Lee DongHyuk, Carroll Raymond J, Sinha Samiran
Department of Statistics, Texas A&M University, 3143 TAMU, College Station, TX 77843-3143, USA.
School of Mathematical and Physical Sciences, University of Technology Sydney, Broadway NSW 2007, Australia.
Comput Stat. 2017 Sep;32(3):867-888. doi: 10.1007/s00180-017-0710-x. Epub 2017 Jan 30.
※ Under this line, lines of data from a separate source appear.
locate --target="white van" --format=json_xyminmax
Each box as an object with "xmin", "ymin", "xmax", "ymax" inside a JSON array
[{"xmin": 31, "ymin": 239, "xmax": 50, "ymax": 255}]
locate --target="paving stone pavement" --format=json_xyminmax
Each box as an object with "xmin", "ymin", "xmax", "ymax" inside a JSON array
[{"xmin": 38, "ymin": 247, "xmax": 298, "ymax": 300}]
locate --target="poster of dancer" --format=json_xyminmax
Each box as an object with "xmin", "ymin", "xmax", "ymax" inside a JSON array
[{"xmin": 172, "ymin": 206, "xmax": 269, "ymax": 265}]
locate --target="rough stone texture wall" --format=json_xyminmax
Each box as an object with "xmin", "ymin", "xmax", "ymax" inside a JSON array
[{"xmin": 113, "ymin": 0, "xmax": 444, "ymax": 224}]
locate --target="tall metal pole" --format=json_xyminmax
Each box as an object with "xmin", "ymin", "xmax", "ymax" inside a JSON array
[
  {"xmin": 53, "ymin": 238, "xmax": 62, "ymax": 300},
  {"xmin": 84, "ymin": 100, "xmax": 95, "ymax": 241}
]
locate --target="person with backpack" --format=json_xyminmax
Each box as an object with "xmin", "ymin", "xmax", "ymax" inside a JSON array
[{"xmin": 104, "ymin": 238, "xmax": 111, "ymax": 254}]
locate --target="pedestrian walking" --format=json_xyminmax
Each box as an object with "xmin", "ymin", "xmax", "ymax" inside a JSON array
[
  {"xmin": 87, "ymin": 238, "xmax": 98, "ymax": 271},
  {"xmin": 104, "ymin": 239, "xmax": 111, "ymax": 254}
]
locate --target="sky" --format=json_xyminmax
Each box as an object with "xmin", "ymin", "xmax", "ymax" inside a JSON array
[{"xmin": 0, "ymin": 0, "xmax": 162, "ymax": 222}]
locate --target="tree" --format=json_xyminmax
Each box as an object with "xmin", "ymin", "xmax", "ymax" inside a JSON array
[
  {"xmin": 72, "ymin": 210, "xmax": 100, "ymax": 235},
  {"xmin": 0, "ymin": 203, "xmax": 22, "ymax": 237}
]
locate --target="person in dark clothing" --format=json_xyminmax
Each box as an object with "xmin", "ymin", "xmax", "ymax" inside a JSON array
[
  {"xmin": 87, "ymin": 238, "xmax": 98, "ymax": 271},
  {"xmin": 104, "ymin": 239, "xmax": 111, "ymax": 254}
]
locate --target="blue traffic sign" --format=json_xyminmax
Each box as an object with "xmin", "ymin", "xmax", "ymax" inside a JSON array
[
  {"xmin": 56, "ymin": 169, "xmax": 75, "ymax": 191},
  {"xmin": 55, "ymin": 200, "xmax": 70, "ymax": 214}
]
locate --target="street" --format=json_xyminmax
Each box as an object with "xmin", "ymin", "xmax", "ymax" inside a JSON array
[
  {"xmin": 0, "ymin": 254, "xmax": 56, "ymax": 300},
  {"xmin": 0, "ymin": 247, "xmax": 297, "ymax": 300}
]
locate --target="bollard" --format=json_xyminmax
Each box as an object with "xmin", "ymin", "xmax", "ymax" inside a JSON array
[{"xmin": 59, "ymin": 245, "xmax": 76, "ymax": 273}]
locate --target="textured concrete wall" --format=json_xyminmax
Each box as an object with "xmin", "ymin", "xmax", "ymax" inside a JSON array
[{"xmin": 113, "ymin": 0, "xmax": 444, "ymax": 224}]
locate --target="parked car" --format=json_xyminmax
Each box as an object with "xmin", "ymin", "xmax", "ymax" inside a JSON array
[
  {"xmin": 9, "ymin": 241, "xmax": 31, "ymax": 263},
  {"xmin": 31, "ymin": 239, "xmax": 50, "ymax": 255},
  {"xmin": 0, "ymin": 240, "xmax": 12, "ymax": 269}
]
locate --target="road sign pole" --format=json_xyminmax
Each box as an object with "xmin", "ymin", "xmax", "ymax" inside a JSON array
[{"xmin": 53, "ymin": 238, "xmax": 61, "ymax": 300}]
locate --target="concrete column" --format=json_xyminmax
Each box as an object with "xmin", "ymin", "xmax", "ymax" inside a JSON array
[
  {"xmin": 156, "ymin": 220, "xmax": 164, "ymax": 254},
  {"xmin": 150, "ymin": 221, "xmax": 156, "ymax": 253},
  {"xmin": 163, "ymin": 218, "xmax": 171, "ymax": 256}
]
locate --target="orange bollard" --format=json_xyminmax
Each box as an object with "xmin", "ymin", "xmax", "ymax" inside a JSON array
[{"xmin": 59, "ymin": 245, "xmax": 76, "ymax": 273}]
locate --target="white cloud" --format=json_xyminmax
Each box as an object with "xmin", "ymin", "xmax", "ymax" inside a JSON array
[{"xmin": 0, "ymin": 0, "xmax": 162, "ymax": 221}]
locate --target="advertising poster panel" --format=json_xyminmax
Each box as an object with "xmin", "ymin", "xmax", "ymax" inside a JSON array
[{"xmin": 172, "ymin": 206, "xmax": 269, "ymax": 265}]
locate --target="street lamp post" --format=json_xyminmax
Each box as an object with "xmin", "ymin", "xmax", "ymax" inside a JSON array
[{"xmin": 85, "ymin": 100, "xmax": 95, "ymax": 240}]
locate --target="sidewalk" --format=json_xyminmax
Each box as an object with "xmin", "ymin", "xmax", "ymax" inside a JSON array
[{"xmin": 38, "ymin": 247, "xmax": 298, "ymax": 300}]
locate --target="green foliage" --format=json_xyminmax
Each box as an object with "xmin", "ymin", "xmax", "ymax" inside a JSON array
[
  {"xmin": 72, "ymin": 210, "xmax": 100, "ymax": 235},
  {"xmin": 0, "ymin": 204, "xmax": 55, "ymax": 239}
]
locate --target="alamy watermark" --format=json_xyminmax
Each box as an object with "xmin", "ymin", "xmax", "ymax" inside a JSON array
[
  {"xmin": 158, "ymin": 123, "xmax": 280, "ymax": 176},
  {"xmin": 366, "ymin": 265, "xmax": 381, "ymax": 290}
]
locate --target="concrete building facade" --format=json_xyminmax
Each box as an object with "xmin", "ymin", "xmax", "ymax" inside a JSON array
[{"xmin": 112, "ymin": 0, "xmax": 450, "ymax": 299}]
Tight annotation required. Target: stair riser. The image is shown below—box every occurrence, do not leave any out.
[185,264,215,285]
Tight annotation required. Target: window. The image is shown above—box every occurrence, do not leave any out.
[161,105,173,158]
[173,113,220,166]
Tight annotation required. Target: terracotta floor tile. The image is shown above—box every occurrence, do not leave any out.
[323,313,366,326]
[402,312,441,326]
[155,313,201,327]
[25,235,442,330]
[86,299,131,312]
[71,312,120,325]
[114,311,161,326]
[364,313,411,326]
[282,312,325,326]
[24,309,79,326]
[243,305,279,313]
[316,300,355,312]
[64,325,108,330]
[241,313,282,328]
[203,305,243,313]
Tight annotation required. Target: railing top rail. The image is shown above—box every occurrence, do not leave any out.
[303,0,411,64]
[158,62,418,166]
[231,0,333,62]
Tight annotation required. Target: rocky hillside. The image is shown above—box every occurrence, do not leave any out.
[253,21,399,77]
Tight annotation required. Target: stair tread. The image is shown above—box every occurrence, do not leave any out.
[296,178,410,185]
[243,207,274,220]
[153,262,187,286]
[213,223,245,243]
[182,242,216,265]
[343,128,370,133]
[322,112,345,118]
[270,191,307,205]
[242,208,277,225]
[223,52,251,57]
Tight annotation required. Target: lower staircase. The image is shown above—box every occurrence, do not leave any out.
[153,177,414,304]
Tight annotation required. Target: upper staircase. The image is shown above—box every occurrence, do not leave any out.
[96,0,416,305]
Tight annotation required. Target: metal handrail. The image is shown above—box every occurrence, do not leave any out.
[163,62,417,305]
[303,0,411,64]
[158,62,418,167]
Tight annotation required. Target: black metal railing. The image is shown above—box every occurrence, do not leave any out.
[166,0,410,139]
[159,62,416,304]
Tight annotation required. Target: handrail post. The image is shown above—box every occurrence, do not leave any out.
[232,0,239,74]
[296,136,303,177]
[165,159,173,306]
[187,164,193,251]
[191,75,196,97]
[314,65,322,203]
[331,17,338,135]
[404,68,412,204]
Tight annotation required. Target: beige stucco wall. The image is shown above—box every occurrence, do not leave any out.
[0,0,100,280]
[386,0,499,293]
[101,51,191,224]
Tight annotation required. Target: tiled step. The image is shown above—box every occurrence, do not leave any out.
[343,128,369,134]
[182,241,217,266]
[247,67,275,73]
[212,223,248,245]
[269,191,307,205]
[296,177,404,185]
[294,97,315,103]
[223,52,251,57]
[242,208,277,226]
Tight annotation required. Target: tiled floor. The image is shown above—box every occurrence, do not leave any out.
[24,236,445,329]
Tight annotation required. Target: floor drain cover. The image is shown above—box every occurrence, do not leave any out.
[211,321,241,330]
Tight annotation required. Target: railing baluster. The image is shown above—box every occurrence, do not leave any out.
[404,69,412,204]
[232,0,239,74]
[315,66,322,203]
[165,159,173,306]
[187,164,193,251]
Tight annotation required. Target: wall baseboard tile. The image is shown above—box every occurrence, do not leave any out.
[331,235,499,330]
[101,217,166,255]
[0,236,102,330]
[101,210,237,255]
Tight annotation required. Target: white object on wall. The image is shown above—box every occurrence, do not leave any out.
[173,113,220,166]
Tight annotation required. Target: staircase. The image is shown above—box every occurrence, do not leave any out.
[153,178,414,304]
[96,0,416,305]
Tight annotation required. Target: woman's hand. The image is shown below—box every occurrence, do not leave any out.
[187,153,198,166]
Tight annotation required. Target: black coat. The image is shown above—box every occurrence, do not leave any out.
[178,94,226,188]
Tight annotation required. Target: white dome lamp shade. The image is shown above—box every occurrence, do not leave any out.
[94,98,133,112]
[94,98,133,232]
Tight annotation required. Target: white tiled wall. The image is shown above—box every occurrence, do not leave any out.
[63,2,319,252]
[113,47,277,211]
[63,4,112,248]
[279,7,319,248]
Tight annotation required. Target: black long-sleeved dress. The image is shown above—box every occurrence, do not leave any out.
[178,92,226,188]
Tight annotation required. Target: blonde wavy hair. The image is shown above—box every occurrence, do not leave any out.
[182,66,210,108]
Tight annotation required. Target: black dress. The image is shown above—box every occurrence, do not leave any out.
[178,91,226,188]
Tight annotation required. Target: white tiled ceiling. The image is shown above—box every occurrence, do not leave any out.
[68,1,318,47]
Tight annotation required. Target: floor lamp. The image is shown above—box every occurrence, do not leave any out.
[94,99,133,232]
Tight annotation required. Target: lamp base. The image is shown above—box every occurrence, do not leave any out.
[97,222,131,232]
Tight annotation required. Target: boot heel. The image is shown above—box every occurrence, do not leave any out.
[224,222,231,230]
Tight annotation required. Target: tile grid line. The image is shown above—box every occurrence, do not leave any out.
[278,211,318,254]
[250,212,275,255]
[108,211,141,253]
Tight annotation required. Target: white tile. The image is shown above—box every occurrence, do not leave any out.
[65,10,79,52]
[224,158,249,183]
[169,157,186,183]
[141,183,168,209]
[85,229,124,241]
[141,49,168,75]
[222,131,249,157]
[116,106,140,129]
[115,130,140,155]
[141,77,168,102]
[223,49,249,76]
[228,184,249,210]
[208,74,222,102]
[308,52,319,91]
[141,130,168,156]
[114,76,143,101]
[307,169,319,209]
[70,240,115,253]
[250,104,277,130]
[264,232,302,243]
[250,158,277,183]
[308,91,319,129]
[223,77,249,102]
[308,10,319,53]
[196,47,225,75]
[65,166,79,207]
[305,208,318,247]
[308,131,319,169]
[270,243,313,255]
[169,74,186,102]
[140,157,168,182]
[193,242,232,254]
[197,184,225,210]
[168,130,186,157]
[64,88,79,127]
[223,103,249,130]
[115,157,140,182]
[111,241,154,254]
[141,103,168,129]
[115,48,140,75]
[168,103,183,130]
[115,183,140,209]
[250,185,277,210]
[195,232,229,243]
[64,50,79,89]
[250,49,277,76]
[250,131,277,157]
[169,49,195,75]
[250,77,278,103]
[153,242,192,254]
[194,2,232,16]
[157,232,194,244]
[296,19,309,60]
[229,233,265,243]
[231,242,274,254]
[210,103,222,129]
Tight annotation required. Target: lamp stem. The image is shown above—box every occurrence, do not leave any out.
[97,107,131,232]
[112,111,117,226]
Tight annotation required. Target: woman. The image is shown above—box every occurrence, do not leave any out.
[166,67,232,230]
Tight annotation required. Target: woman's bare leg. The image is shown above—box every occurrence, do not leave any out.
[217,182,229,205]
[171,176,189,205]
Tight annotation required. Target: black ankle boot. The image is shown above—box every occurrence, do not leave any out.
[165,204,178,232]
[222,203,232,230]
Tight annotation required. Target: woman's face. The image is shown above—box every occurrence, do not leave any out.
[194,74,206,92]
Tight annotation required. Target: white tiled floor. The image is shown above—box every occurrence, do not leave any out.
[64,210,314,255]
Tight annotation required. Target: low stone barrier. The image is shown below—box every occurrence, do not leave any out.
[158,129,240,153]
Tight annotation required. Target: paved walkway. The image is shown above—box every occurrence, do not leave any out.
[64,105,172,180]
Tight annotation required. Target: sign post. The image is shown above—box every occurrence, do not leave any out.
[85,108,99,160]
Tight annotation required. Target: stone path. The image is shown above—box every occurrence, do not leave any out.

Frequentist standard errors are a measure of uncertainty of an estimator, and the basis for statistical inferences. Frequestist standard errors can also be derived for Bayes estimators. However, except in special cases, the computation of the standard error of Bayesian estimators requires bootstrapping, which in combination with Markov chain Monte Carlo (MCMC) can be highly time consuming. We discuss an alternative approach for computing frequentist standard errors of Bayesian estimators, including importance sampling. Through several numerical examples we show that our approach can be much more computationally efficient than the standard bootstrap.
频率主义标准误差是估计量不确定性的一种度量,也是统计推断的基础。贝叶斯估计量也可以导出频率主义标准误差。然而,除特殊情况外,贝叶斯估计量标准误差的计算需要进行自助法抽样,而这与马尔可夫链蒙特卡罗(MCMC)方法相结合可能会非常耗时。我们讨论了一种计算贝叶斯估计量频率主义标准误差的替代方法,包括重要性抽样。通过几个数值例子,我们表明我们的方法在计算效率上可比标准自助法抽样高得多。